Our mod left tumblr, terrified of who in their immediate vicinity might spread the slander further in an attempt to produce good karma within their cultic community. They still live in paranoid terror, even though the other author of the callout post had personally apologized to them, disengaged with the person who proposed the callout, and reconnected with them, including others who had also been manipulated into contributing.
But their public apology to our moderator was left unnoticed. Mostly due to the fact the people who saw it had already forgotten about the callout, having either not read it before boosted it silently from pressure from their peers, or it had completely left their attention span.
But the damage that had been done was deeply rooted and long-lasting. They were branded an “Abuser” by the tumblr collective. All for making the mistake of disagreeing on an ironic novelty armband.
In a previous post, we posted a very important video. A video which describes the social and psychological effect of moral-panic and loaded words of call-out culture. It describes the public spectacle that was destroying a women’s entire life and mental health because of a single, misinterpreted joke that made a jab at her own ethnicity. Her life now lays in ruins, depression overtaking her health -- but to the rest of the world, she is yesterday’s meme.
The word “Abuser” was not mentioned, but it is the same functional outcome -- Any one you disagree with, do not get along with, can be labeled to the one of the two sides of the polarized scale: Good or Bad.
You’re good if you follow the moral ideology of your peers. You’re good if you do not side with a labeled “abuser”, thus making yourself an abuse-apologist, no matter your reasoning.
You’re bad if you disagree or do not get along with anyone who has any iota of power within the community. You’re bad since there is no other way to describe you. If you are not perfect in the eyes of your community, you are not flawed, you are not human, you are not ‘normal’ -- you are bad. Flatly bad.

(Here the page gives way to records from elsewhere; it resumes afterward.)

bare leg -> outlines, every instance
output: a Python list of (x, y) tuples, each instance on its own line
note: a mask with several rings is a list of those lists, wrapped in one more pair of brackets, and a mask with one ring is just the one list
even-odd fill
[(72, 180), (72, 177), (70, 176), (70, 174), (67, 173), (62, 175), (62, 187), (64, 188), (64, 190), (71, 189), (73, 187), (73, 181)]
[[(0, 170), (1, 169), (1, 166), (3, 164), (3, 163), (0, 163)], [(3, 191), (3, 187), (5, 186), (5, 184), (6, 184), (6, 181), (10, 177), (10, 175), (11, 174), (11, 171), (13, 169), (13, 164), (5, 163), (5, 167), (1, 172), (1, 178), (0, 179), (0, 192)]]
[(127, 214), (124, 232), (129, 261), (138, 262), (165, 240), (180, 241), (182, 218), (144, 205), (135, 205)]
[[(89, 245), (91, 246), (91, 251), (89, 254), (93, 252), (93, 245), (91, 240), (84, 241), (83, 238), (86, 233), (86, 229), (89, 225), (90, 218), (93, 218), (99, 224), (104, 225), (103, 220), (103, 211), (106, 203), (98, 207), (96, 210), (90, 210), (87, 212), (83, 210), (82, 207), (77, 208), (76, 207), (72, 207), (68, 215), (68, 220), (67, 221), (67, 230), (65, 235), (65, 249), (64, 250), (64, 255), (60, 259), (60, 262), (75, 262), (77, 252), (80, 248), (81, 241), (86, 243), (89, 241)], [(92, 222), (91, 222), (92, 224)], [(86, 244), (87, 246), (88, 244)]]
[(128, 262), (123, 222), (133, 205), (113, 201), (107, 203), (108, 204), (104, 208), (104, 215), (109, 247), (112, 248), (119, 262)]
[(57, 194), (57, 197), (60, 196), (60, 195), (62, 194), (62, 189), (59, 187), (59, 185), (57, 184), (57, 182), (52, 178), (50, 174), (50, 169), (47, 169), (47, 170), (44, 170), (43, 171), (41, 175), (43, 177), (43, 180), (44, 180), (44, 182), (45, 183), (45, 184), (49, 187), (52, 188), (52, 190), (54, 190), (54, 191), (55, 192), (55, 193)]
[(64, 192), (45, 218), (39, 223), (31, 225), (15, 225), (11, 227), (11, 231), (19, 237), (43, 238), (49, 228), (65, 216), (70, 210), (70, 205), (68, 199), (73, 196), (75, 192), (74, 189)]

This polarization is encouraged so heavily in SJW communities, since without it, many of the moral laws begin to fall apart. If someone can not be easily categorized in an “in-group” or an “out-group”, then a lot of the moral distinctions stop making any form of logical sense, since many of them rely on moral abstraction as opposed to the functional, tangible reality that they claim to explain.
This abstraction of moral polarization is uniquely able to exist in environments that allow this disconnect and abstraction from the real world. Tumblr, Jonestown, any community of cultic religious or moral beliefs that specifically places themselves in remote parts of the world to cut their members off from anything that would shatter their fragile ecosystem of beliefs of “good” and “bad.”
It is much easier for one to view those whom they dislike as a polarized concept of “evil”. And since it is encouraged to such an extent in the SJW community, can be easily used as a tool to damage anyone you do not like.
Because, how could one feel at peace if they come to terms with the person that they caused irreparable psychological damage to wasn’t evil after all, just a complex, imperfect being with many unique life experiences just like themselves?
They can’t, because that would make them bad. And they certainly aren’t bad, no no. Because they’re not the other.
Until they make that one fateful, imperfect mistake.